La violence qui s’exprime sur l’île n’est pas uniquement le fruit de cette situation sociale catastrophique, mais surtout d’un sentiment d’abandon de la part de la République Française. En s’attaquant constamment au service public depuis deux ans, le gouvernement a mis en danger les équilibres des départements d’outre-mer qu’il connaît mal, et qui souffrent plus que jamais de situations économiques et sociales douloureuses. Malgré les alertes répétées de la représentation nationale, jamais les ministres n’ont mis en place les moyens nécessaires au rétablissement de la situation. Nous ne pouvons que donner raison à Jeanny Marc, députée de la Guadeloupe, lorsqu’elle craint que les moyens mis en œuvre en Guadeloupe ne soient pas comparables à ceux qui sont destinés à l’Oise et aux territoires de métropole.
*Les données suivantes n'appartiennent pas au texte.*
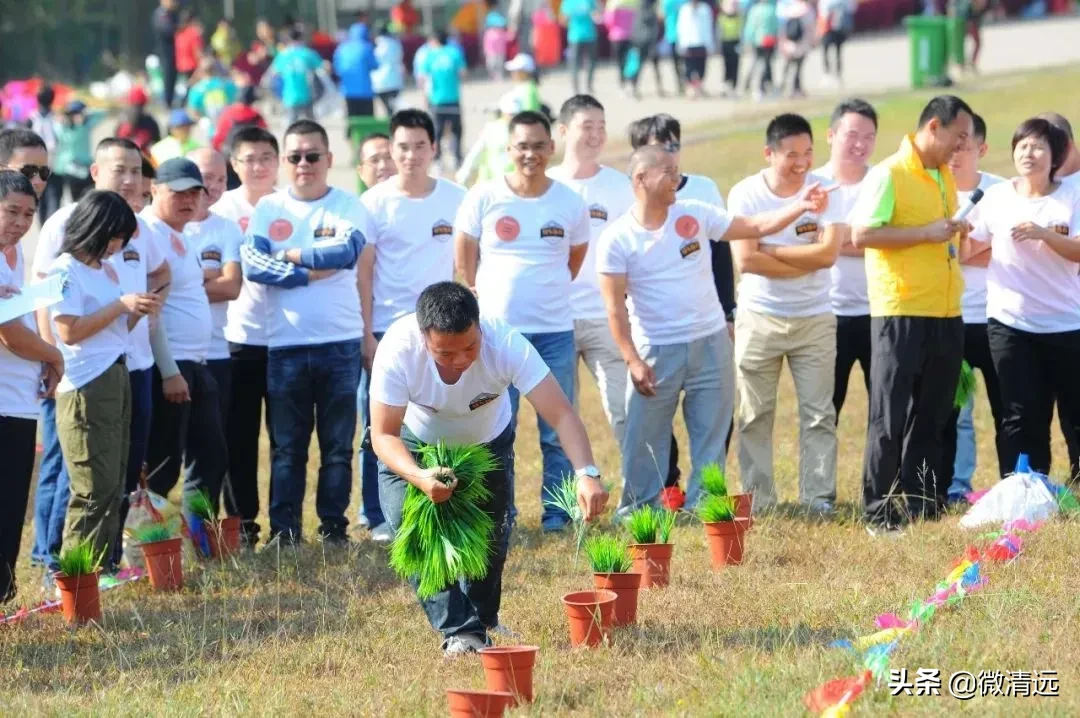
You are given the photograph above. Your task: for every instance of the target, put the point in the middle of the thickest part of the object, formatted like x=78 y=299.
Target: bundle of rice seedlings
x=714 y=482
x=440 y=543
x=648 y=525
x=608 y=554
x=715 y=509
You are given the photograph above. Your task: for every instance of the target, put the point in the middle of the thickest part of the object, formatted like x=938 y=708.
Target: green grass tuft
x=714 y=482
x=648 y=525
x=608 y=554
x=80 y=559
x=441 y=543
x=715 y=509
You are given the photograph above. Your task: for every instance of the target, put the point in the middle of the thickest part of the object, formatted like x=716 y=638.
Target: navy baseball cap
x=179 y=175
Nous aurions préféré que Monsieur Woerth fasse preuve du même empressement à débloquer des solutions économiques et sociales sur l’île qu’à faire démonstration de force en nous faisant accueillir par plusieurs dizaines de CRS lors de la manifestation unitaire de la gauche, le 20 décembre dernier !
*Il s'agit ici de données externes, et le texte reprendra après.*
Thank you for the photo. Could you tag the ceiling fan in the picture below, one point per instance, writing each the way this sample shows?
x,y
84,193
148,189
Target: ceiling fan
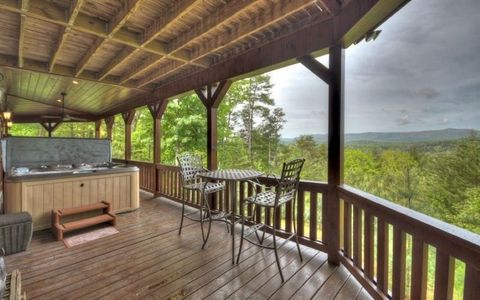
x,y
63,116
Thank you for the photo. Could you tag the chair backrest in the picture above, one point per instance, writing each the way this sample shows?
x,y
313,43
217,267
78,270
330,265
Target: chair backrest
x,y
190,166
288,183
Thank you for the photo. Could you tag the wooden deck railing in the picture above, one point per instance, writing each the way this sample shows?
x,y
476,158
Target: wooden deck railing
x,y
387,247
310,198
375,234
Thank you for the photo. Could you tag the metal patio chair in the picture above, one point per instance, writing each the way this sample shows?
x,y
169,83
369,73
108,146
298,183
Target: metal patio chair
x,y
283,192
190,167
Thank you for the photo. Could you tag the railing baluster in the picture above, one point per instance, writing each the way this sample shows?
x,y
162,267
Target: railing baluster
x,y
472,283
278,218
368,248
347,236
382,256
250,193
357,237
313,216
419,269
399,258
444,271
258,216
288,217
300,212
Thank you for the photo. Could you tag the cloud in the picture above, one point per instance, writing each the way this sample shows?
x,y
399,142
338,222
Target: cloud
x,y
413,77
403,120
428,93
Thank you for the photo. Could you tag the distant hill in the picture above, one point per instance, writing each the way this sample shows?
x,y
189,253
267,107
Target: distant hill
x,y
399,137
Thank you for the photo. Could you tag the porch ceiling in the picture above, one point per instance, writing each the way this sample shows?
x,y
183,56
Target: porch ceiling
x,y
125,54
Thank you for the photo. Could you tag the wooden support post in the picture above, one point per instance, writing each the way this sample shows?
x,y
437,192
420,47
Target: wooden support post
x,y
332,76
335,148
50,127
157,109
98,124
128,118
109,121
211,96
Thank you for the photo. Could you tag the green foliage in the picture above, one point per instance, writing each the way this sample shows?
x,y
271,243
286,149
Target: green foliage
x,y
142,136
184,128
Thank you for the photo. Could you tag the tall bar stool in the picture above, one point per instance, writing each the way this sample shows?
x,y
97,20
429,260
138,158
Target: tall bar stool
x,y
190,167
285,191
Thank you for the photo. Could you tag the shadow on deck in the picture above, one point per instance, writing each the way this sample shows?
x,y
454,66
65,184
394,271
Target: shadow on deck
x,y
148,259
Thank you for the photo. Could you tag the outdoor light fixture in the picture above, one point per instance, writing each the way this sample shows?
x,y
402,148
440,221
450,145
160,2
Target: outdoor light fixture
x,y
372,35
369,36
7,115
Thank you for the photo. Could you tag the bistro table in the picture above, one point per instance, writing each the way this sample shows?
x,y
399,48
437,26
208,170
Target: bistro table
x,y
231,176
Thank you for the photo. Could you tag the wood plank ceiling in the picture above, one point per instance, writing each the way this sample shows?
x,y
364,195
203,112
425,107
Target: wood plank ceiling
x,y
122,50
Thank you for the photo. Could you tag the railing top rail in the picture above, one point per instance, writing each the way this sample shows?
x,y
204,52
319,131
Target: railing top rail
x,y
458,241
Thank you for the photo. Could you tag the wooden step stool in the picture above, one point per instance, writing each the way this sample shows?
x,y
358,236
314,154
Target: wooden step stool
x,y
13,288
59,229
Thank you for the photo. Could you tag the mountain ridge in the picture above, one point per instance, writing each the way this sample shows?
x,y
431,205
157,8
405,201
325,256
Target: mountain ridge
x,y
448,134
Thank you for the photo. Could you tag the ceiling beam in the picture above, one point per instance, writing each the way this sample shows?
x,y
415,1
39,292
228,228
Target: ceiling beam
x,y
19,118
332,6
47,11
48,104
202,27
114,26
74,10
277,11
11,62
21,34
355,18
177,10
316,68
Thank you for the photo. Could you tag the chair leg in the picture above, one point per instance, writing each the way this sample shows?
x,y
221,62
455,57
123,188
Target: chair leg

Par le mépris qu’a manifesté le gouvernement dans sa gestion de crise, la République n’a pas honoré la confiance des guadeloupéens qui se sentent orphelins, et qui demandent avec tous les domiens un traitement digne de leurs difficultés. Ce lien particulier qui unit la France et tous ses territoires, mis en danger par un Nicolas Sarkozy plus irresponsable que jamais, n’est que la victime tristement symbolique de la politique d’une droite qui se tourne vers ses amis, au mépris de toute forme de justice sociale. Son intervention, à l’issue de la réunion à l’Elysée d’hier, traduit une prise de conscience salutaire. Nous souhaitons que les consultations tardives, que les DOM verront s’organiser dans les deux prochains mois, soient l’occasion d’une réflexion poussée sur la question et aboutissent à des solutions concrètes, et nous souhaitons que l’ensemble de la communauté antillaise en France puisse s’exprimer sur le sujet.

C’est pourquoi les socialistes de l’Oise expriment leur souhait de voir le gouvernement mettre en place une vraie politique de développement économique, tournée vers l’outre-mer, condition indispensable à une amélioration réelle et durable de la situation.